The peer link is the centerpiece of the most important thing to know about traffic forwarding in a vPC environment: A packet which ingresses via the peer link is not allowed to egress a vPC interface under normal circumstances.

This means that a broadcast frame from server A will be flooded to B, C and S2 by S1. When the frame gets to S2, it will only be forwarded to D. S2 will not flood the frame to B and C.

vPC peer keepalive - This is an IP traffic flow configured between the two switches. It must not ride over the peer link. It may be a direct connection between the two switches, or it can traverse a some other network infrastructure. The peer keepalive traffic is used to resolve the dual-active scenario that might arise from loss of the peer link.

vPC VLAN - Any VLAN which is allowed onto the vPC peer link is a vPC VLAN.

Orphan Port - Any port not configured as a vPC, but which carries a vPC VLAN. The link to "A" and both links to "D" are orphan ports.

So why do orphan ports matter?
Latency: Traffic destined for orphan ports has a 50/50 chance of winding up on the wrong switch, so it will have to traverse the peer link to get to its destination. Sure, it's only a single extra L2 hop, but it's ugly.

Bandwidth: The vPC peer link ordinarily does not need to handle any unicast user traffic.

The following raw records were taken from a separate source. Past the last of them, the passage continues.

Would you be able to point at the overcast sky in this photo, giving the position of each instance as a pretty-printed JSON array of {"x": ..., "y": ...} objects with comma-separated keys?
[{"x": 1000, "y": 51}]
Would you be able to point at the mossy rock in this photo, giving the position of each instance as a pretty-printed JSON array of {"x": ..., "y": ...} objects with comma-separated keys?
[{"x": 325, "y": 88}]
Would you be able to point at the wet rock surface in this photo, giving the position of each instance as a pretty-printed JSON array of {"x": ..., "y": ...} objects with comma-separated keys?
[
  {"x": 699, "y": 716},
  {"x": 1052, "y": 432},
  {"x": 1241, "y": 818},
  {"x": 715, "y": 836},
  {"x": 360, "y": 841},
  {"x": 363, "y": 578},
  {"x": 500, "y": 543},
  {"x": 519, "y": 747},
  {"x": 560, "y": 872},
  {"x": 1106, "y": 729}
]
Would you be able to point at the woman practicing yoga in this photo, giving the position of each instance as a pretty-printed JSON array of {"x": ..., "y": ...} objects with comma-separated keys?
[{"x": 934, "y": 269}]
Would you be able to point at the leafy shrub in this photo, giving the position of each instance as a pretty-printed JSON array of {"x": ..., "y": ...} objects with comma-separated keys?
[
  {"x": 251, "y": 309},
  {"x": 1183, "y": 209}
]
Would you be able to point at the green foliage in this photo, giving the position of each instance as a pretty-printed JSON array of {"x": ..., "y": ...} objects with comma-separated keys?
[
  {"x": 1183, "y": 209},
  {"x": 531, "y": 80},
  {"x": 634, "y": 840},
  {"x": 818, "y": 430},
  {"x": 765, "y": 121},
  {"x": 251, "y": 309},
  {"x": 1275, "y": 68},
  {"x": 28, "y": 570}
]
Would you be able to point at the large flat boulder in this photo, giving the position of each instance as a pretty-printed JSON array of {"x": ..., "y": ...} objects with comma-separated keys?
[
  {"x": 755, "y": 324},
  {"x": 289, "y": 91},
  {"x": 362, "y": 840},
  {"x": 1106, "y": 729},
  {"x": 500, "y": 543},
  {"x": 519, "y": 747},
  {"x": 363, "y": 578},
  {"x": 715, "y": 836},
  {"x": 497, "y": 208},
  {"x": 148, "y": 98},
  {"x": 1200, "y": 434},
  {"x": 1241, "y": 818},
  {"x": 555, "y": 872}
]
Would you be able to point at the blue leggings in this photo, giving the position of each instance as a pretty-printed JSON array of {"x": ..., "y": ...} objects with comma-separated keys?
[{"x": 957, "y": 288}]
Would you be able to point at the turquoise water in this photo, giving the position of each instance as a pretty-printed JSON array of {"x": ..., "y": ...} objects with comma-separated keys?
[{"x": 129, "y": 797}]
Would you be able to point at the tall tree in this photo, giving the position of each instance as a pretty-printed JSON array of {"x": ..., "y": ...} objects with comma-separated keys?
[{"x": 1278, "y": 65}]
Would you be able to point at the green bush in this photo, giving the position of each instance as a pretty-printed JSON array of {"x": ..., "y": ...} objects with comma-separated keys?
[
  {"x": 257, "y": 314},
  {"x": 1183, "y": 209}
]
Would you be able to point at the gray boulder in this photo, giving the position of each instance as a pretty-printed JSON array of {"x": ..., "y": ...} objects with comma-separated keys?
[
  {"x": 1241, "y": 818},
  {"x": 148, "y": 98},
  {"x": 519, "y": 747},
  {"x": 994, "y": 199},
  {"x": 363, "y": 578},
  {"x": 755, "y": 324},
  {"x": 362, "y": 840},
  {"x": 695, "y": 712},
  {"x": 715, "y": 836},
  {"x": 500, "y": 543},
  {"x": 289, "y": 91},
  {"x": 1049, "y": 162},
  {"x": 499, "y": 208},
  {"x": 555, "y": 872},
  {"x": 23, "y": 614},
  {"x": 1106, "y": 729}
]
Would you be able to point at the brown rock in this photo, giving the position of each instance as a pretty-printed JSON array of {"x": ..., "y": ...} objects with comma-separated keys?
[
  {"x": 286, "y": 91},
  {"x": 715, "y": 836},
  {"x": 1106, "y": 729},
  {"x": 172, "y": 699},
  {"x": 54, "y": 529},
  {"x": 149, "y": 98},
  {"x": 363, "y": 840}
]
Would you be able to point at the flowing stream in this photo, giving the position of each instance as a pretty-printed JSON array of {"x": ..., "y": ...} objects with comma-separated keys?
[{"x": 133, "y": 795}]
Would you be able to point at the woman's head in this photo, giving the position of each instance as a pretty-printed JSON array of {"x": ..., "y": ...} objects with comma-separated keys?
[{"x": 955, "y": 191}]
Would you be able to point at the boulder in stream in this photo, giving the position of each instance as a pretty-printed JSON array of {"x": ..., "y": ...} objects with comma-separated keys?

It's not part of the switching fabric, and it's commonly configured as a 20Gb/s link even if the environment has much higher uplinks and downlinks. Frames crossing the peer link will incur extra header (this is how S2 knows not to flood the broadcast to B and C in the previous example) and possibly overwhelm the link. I've only ever seen this happen in a test environment, but it was ugly.

Shutdown: This is the big one. If the peer link is lost, bad things happen. The vPC secondary switch (probably the switch that rebooted last, not necessarily the one you intend) will disable all of his vPC interfaces, including the link up to the distribution or core layers. In this case, server D will be left high-and-dry, unable to talk to anybody. Will server D flip over to his alternate NIC? Most teaming schemes decide to fail over based on loss of link. D's primary link will not go down.

If the switches are layer-3 capable, the SVIs for vPC VLANs will go down too, leaving orphan ports unable to route their way out of the VLAN as well.

No Excuse
There are configuration levers that allow us to work around these failure scenarios, but I find it easier to just avoid the problem in the first place by deploying everything dual-attached with LACP. Just don't create orphan ports.

We're talking about the latest and greatest in Cisco data center switching. It's expensive stuff, even on a per-port basis. Almost everything in the data center can run LACP these days (Solaris 8 and VMware being notable exceptions), so why not build LACP links?